Petroleum products demand fall in Pakistan during the month of April 20

As per provisional data, overall OMC sales declined by 36% yoy (up 6% mom) to 1.06mn tons during April 2020. This was the first full month of lockdown in Pakistan (in place since 24 March). The true impact of the lockdown was seen in Mogas sales which fell 36% yoy and 19% mom, where the fuel is mostly used by retail consumers. HSD, on the other hand, rose 43% mom (down 16% yoy) due to demand from the agriculture sector (Rabi crop harvesting) and lower availability of imports from Iran (borders closed amid the Covid-19 outbreak). Furnace oil (FO) sales fell 75% yoy because power generation is concentrated among LNG, coal and hydro based power plants.
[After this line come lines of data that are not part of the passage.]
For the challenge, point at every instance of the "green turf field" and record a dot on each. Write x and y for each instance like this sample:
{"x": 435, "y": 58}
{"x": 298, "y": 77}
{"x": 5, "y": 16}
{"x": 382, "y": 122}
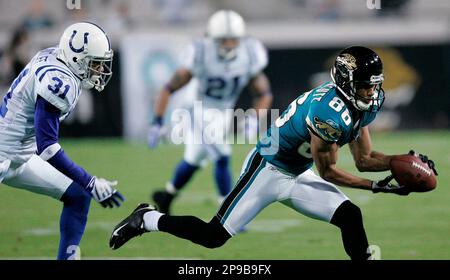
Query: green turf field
{"x": 413, "y": 227}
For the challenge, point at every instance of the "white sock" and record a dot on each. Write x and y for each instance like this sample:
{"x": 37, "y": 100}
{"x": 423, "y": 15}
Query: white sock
{"x": 171, "y": 189}
{"x": 151, "y": 219}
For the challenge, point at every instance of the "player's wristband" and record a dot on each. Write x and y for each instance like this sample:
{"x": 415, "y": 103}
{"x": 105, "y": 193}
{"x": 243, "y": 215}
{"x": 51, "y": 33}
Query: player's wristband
{"x": 169, "y": 88}
{"x": 158, "y": 121}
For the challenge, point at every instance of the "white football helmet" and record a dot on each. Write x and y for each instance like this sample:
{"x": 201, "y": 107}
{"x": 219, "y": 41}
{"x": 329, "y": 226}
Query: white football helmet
{"x": 86, "y": 50}
{"x": 225, "y": 24}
In April, the cumulative market share of the four major OMCs (PSO, APL, SHEL and HASCOL) fell to c.61% from c.67% in March and c.70% same period last year. As expected, in an environment of declining international oil prices, small OMCs will chase the market share of incumbents by offering discounts and other incentives to dealers. Another reason for the trend is that smaller OMCs tend to operate mostly on highways and outside the major cities, which were less severely affected by the lockdown, in our view.

The incumbents saw major attrition in their market share in the Mogas (petrol) market, where PSO and SHEL lost about 3-4ppt each. In the HSD market, however, PSO gained 3ppt share while APL, SHEL and HASCOL lost about 1-3ppt each. About 67% of the residual FO market was captured by OMCs other than the four discussed here (historically dominated by PSO sales to the Power sector).

During the period 10MFY20, overall industry sales have declined 15% yoy to 13.2mn tons. HSD sales fell 16% yoy to 5.1mn tons and is now overtaken by Mogas as the highest-volume fuel. This is a reflection of the broad economic slowdown during the period. Mogas sales fell 5% yoy to 5.9mn tons, where price reductions, sticky motorcycle consumption and still-ailing CNG supply helped to contain the decline, in our view.

While petroleum prices are presently close to the bottom levels of the previous oil price collapse (FY15-16) and consumer demand can pick up strongly in a post Covid-19 environment, we think the threat from smaller OMCs is a key risk for future sales of PSO and other large OMCs. Given international crude oil prices have not yet found a new normal, we expect earnings volatility in the sector to remain in the coming quarters. We prefer APL in the space for a more balanced risk-reward profile. (Intermarket Securities Limited.)